This code is showing error.
#include <bits/stdc++.h>
using namespace std;
int main() {
string s;
s="b"+"k"+"4";
cout<<s<<endl;
return 0;
}
This code is working properly.
#include <bits/stdc++.h>
using namespace std;
int main() {
string s;
string s1 = "a";
s=s1+"b"+"k"+"4";
cout<<s<<endl;
return 0;
}
I don't know why this is happening, in both the cases i am using strings?
With
s="b"+"k"+"4";
your literal strings will decay to pointers, and you will add those pointers together, and assign the result to s. That pointer addition will make no sense, there's no overloaded + operator function which takes two const char * arguments.
But with
s=s1+"b"+"k"+"4";
you start with a std::string object, for which there are overloaded + operator functions, which return a std::string object. It is in short something similar to
s=((s1+"b")+"k")+"4";
That is you have s1 + "b", which returns a temporary std::string which you then add "k" to, which returns a temporary std::string to which you add "4", which returns a temporary std::string which is assigned to s. Or with the temporary objects and functions calls explicitly used:
std::string t1 = operator+(s1, "b");
std::string t2 = operator+(t1, "k");
std::string t3 = operator+(t2, "4");
s = t3;
The accepted answer is perfectly correct but i just thought it might be useful to show expression poisoning.

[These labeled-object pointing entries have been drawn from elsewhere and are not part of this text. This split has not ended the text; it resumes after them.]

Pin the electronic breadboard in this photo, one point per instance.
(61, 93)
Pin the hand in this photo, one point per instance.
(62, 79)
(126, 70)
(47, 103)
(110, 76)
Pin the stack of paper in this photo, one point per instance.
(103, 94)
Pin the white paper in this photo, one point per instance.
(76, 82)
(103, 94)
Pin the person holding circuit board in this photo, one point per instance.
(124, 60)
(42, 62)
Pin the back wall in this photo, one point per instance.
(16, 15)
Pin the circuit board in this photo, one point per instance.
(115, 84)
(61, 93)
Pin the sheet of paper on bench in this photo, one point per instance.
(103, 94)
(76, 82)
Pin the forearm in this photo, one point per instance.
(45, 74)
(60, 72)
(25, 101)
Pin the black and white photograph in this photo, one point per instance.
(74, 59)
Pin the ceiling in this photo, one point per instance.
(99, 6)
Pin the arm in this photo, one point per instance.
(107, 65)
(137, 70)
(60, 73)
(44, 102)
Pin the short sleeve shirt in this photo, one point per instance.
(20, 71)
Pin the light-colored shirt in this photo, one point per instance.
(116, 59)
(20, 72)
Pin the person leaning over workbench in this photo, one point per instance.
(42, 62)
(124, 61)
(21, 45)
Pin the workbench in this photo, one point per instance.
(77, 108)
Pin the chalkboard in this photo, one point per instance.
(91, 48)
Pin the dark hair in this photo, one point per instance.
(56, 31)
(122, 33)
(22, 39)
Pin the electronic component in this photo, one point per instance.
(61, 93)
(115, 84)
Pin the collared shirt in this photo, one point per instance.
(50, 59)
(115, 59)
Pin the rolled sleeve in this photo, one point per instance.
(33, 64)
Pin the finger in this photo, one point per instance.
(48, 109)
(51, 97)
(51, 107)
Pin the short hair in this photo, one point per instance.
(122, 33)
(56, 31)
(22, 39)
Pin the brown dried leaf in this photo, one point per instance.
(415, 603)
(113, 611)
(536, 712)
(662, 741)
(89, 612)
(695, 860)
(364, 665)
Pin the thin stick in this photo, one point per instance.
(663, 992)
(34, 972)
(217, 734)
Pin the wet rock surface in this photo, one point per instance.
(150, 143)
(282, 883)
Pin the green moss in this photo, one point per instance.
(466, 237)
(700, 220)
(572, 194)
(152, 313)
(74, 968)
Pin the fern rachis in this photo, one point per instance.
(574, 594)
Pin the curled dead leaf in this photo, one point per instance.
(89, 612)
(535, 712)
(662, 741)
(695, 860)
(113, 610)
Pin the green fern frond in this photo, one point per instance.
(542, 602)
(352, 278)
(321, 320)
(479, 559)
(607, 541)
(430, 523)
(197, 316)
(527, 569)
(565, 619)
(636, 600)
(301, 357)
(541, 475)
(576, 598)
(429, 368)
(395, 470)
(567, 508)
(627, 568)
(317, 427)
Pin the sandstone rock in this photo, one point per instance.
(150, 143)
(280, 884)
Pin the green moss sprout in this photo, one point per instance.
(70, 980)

The technique is often called "infecting" or "poisoning" expressions. An expression library that makes extensive use of this is boost yap. The idea is to "infect" the left most expression with "stringy-ness" (pardon my french). An example
#include <iostream>
#include <string>
int main(int, char**){
auto s = std::string("a") + "b" + "c";
std::cout << "s = " << s << '\n';
return 0;
}
Making the leftmost expression a string infects the entire expression forcing the compiler to lookup std::string operator+ which finds a right hand expression of char* which is exactly the operator we want.